Figure 6 - TopHat pipeline. Initially, the reads are mapped to the genome sequence, and the IUM reads are collected. After assembling the covered regions in a consensus sequence and searching for the potential splice junctions, the IUM reads are aligned to these regions via a seed-and-extend algorithm. Adapted from (Trapnell et al., 2009).

Recently, a new version of TopHat, the TopHat2 (Kim et al., 2013) was developed. Besides Bowtie, TopHat2 can use Bowtie2 (Langmead and Salzberg, 2012) as its core alignment tool. Bowtie2 enables to handle gapped alignments (Bowtie only finds ungapped alignments) and is faster and more

(46)

sensitive with reads longer than 50 bp. TopHat2 enables to map the reads against the transcriptome of the organism under study, if an annotation file is provided, and then performing the search for spliced alignments using the remaining reads, against the genome sequence. Additionally, TopHat2 allows insertions and deletions in the spliced alignment detection step.

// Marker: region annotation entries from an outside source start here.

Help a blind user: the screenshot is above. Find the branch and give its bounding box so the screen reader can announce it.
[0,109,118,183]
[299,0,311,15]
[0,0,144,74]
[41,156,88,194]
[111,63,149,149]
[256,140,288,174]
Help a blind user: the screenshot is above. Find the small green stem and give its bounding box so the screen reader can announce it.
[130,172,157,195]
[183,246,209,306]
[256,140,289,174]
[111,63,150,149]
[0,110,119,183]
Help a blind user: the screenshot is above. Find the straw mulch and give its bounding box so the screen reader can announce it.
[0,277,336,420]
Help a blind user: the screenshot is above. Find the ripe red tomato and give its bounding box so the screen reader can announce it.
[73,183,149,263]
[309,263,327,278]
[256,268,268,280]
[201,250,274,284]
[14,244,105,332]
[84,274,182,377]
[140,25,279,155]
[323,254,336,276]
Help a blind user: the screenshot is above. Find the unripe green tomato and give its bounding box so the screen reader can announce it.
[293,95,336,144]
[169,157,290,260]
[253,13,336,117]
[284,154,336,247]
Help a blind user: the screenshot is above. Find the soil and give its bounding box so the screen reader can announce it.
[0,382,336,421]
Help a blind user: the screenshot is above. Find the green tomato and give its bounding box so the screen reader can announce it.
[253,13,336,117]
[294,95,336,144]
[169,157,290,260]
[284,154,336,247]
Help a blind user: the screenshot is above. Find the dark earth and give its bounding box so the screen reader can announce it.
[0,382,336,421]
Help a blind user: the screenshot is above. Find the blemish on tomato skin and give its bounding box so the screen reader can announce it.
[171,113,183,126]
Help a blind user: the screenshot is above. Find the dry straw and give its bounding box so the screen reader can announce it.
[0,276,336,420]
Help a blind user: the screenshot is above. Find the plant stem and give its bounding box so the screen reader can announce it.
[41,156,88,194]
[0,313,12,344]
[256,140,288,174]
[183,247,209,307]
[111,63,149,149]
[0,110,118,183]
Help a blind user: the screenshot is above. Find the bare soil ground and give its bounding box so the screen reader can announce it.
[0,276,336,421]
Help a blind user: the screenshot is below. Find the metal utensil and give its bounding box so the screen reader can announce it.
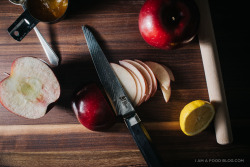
[9,0,59,66]
[82,26,163,167]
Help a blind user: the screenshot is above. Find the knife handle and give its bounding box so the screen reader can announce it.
[124,114,163,167]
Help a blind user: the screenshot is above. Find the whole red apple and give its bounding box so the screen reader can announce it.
[139,0,200,49]
[72,84,116,131]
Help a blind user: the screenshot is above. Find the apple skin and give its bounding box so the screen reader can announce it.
[139,0,200,49]
[72,83,116,131]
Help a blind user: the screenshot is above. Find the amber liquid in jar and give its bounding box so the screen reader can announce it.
[26,0,68,22]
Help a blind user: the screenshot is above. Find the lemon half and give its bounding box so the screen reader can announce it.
[180,100,215,136]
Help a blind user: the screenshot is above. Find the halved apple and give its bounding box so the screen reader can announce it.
[135,60,157,97]
[123,60,153,101]
[0,57,60,119]
[145,61,170,90]
[119,61,148,103]
[110,63,137,103]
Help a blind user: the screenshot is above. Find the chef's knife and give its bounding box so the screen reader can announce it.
[82,26,163,167]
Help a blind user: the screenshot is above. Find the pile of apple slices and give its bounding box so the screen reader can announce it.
[110,60,175,106]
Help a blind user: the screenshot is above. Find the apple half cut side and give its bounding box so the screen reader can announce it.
[110,63,137,103]
[135,60,157,97]
[145,61,170,90]
[0,57,60,119]
[123,60,153,101]
[119,61,148,103]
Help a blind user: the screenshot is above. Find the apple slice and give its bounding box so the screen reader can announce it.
[135,60,157,97]
[128,69,143,106]
[119,61,148,103]
[161,64,175,81]
[0,57,60,119]
[161,85,171,103]
[145,61,170,90]
[110,63,137,103]
[124,60,153,101]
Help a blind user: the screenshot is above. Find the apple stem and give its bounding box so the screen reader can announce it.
[3,72,10,76]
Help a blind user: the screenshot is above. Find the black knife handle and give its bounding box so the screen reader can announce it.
[124,114,163,167]
[8,10,39,41]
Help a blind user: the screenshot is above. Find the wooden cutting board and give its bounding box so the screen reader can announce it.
[0,0,249,167]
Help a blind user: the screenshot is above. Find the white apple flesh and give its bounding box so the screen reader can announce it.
[0,57,60,119]
[161,85,171,103]
[110,63,137,103]
[135,60,157,97]
[119,61,148,103]
[145,61,170,90]
[128,70,143,106]
[161,64,175,81]
[124,60,153,101]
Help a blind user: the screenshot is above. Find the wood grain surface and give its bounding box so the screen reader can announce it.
[0,0,250,167]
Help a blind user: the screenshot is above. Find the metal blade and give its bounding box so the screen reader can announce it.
[82,26,135,117]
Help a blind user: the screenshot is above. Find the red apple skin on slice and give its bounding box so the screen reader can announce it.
[128,70,143,106]
[110,63,137,103]
[135,60,157,97]
[161,86,171,103]
[145,61,170,90]
[123,60,153,101]
[119,61,148,103]
[0,57,60,119]
[161,64,175,81]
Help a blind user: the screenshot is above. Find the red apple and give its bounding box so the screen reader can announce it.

In contrast to TopHat, STAR aligns non-contiguous reads (reads that align to splice junctions) directly to the reference genome, without splitting them, through two major steps: seed searching and clustering/stitching/scoring. In the first step, STAR finds the Maximal Mappable Prefix (MMP) for each read, starting from the first base. The MMP is the longest substring of each read that matches exactly one or more substrings of the genome. If the read comprises a splice junction, it cannot be mapped in a contiguous manner to the genome, and so the first portion of the read, called seed, will be mapped to the donor splice site. Then the algorithm searches the MMP for the unmapped portion of the read, which, in some cases, will be mapped to the acceptor splice site. This sequential search for MMPs only to the unmapped portions of the read is represented in Figure 7. The second step of STAR, clustering/stitching/scoring, consists in building alignments from each entire read, by merging all the seeds that were initially aligned to the genome.

Figure 7 - MMP search detecting a splice junction. The RNA-Seq read here illustrated cannot be contiguously mapped to the genome, because it aligns to a splice junction. Therefore, the first MMP was mapped to a donor splice site. The second MMP search is repeated for the unmapped portion of the read, which, in this case, was mapped to an acceptor splice site. Adapted from (Dobin et al., 2013).

After the mapping process, it is necessary to identify correctly all possible isoforms of each gene and quantify their expression levels. These processes can be performed by a software package called Cufflinks (Trapnell et al., 2010), which assembles individual transcripts from reads that have been aligned to the genome. First it clusters the reads that overlapped in a single locus and builds an overlap graph to represent all possible isoforms. Then the algorithm analyzes and crosses the graph to join compatible reads into assembled isoforms. Cufflinks employs a parsimonious approach, this is, the algorithm reports the minimum set of transcripts that explain the splicing events in the input data.